Happy National Boyfriend Day! I Am Judging You Guys, Though

Mostly your boyfriend, but perhaps you too, based on the following criteria: 

  1. What kind of picture did you post?

Was it of just him? If so, it’s up to my discretion whether I really believe you two know each other or if you’re actually just a creepy fangirl for this random man. If it’s of the both of you, how close are you to one another? C’mon guys, don’t be shy! Snuggle up! If you don’t, it kinda looks like you guys just met and then that’s just awkward for everyone…

  1. Wait, was it just a story or did you actually make a whole ass post for National Boyfriend Day?

I don’t want to give away what the correct answer is, but one is completely normal and lasts the duration of the holiday, while the other ruins the aesthetic of your super alt Insta page AND makes it seem like you’re obsessed with him. Not trying to sway you either way, just mentioning.

  1. Is his Instagram public?

If yes, he better have reposted your post and have you featured somewhere on his feed. If no, ughhhhh he’s making stalking so much harder for me!!!

  1. Is your boyfriend ugly? You can be honest.

No judgment here; really, I promise! Personally, I like to think that even ugly people deserve love. I must say though, if he’s punching up by more than a factor of 5% (which, let’s face it, he probably is), it starts to become charity work. And although I just said you were doing a good deed, for every percent over the guideline you guys go over, an angel loses its wings and a College Hill turkey gets run over and violently eviscerated. So, make sure to really evaluate his looks in comparison to yours and be thorough. If not for your sake, for the turkey’s.
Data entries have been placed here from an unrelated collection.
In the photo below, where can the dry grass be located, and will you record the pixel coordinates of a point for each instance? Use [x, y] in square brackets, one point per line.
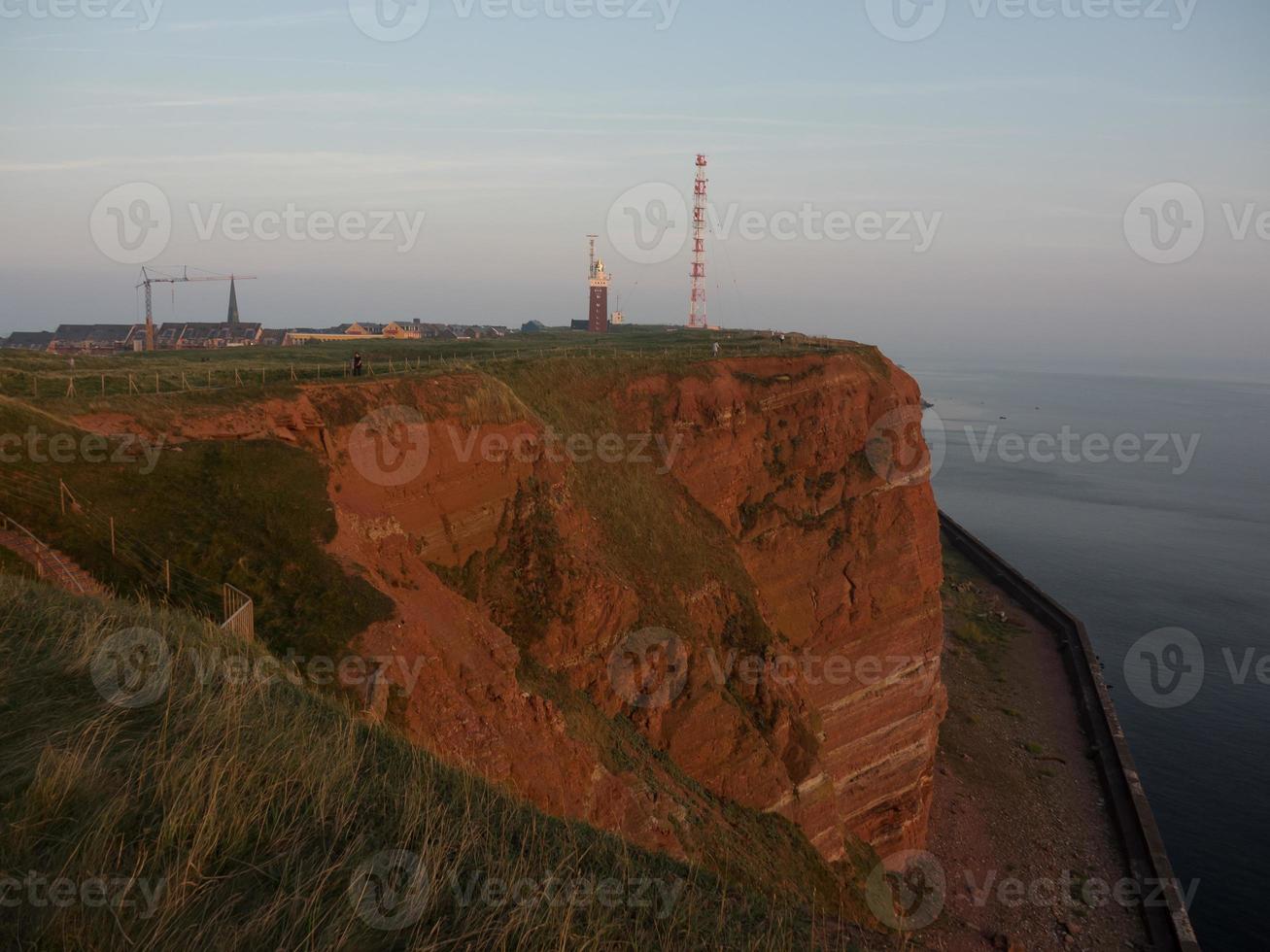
[241, 814]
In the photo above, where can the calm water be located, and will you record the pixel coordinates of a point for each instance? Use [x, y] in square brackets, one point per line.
[1134, 546]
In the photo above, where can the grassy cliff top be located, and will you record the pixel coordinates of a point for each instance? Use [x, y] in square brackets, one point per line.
[234, 375]
[227, 811]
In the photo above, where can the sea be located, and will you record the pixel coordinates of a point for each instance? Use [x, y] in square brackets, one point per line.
[1143, 505]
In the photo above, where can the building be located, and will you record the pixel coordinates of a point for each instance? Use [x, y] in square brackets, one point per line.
[597, 322]
[232, 318]
[94, 338]
[29, 340]
[203, 335]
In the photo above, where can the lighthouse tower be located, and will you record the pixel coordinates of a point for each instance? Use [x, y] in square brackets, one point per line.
[597, 320]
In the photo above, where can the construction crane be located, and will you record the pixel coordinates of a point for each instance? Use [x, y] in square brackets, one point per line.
[153, 276]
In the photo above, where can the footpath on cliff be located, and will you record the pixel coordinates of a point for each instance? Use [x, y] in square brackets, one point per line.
[1018, 829]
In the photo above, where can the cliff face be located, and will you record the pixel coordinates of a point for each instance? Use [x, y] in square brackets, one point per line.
[727, 604]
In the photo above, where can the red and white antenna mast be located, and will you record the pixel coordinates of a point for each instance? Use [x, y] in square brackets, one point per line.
[698, 307]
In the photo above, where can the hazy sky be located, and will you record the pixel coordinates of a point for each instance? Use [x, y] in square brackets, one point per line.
[1001, 155]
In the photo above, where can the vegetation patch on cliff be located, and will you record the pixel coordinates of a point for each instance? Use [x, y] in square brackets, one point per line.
[257, 815]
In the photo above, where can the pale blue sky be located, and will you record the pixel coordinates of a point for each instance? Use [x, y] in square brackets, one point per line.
[513, 136]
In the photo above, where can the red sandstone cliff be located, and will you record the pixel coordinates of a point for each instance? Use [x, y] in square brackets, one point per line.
[795, 591]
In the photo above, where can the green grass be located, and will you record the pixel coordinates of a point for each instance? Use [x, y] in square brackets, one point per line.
[210, 375]
[248, 809]
[255, 514]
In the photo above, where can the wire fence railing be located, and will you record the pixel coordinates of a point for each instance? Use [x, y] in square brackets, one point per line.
[116, 558]
[189, 377]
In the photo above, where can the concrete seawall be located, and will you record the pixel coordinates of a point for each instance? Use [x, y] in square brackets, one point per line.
[1167, 922]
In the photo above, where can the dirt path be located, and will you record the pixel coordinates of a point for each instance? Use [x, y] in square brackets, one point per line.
[1017, 825]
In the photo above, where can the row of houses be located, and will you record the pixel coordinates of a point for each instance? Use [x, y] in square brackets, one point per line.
[192, 335]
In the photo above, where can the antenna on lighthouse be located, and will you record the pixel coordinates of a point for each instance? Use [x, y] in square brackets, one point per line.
[698, 306]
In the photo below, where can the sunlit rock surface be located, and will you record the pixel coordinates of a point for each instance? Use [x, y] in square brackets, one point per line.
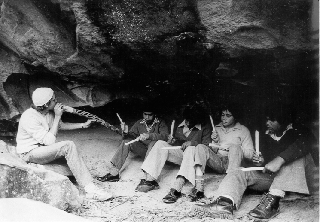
[20, 180]
[96, 51]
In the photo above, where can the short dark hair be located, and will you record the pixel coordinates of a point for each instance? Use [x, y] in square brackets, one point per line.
[233, 108]
[281, 113]
[149, 107]
[195, 113]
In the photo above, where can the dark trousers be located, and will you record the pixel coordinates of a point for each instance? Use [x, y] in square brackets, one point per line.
[139, 148]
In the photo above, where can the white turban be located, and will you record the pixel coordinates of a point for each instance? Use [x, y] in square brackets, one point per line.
[41, 96]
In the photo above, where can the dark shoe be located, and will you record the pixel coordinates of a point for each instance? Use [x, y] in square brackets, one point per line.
[172, 196]
[109, 178]
[221, 208]
[267, 208]
[145, 186]
[72, 179]
[196, 195]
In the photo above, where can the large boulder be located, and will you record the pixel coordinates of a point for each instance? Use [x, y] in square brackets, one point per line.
[94, 52]
[21, 180]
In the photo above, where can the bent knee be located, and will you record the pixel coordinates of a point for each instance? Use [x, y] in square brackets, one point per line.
[70, 143]
[160, 143]
[201, 147]
[235, 148]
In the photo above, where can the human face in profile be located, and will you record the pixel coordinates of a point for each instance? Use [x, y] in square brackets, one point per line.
[52, 103]
[227, 119]
[272, 125]
[149, 117]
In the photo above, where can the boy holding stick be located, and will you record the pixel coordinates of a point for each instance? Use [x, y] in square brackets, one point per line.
[139, 139]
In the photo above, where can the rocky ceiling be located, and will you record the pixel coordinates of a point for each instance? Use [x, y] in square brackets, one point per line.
[93, 52]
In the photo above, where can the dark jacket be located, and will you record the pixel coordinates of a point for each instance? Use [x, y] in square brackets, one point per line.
[294, 144]
[196, 136]
[159, 131]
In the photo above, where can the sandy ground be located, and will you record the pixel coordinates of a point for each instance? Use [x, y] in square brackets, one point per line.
[97, 145]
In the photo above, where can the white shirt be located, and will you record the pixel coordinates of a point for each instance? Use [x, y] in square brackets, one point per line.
[34, 129]
[186, 131]
[239, 135]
  1. Finally, does he have a mustache?

Who am I kidding? His indie ass—of course he does. Just for that, you lose 47.384938676767% off your current score. I do hope you’ve been keeping track of your score… The importance of constantly psychoanalyzing yourself and all your relationships until you drive yourself into a frenzy trying to change yourself for others’ pleasure is starting to become criminally underrated in our current zeitgeist. I mean, you do want me to be happy, right? Then stop reading, and go shave that shit off his face for me. Right now. Do it.

I hope this list gives you a better idea of how I, your high school classmate or current classmate or mutual friend or complete stranger, am using a single picture on a fake holiday to make broad assumptions about your character, your boyfriend’s character, your relationship, your life as a whole, and your relationship to your father. Enjoy the day!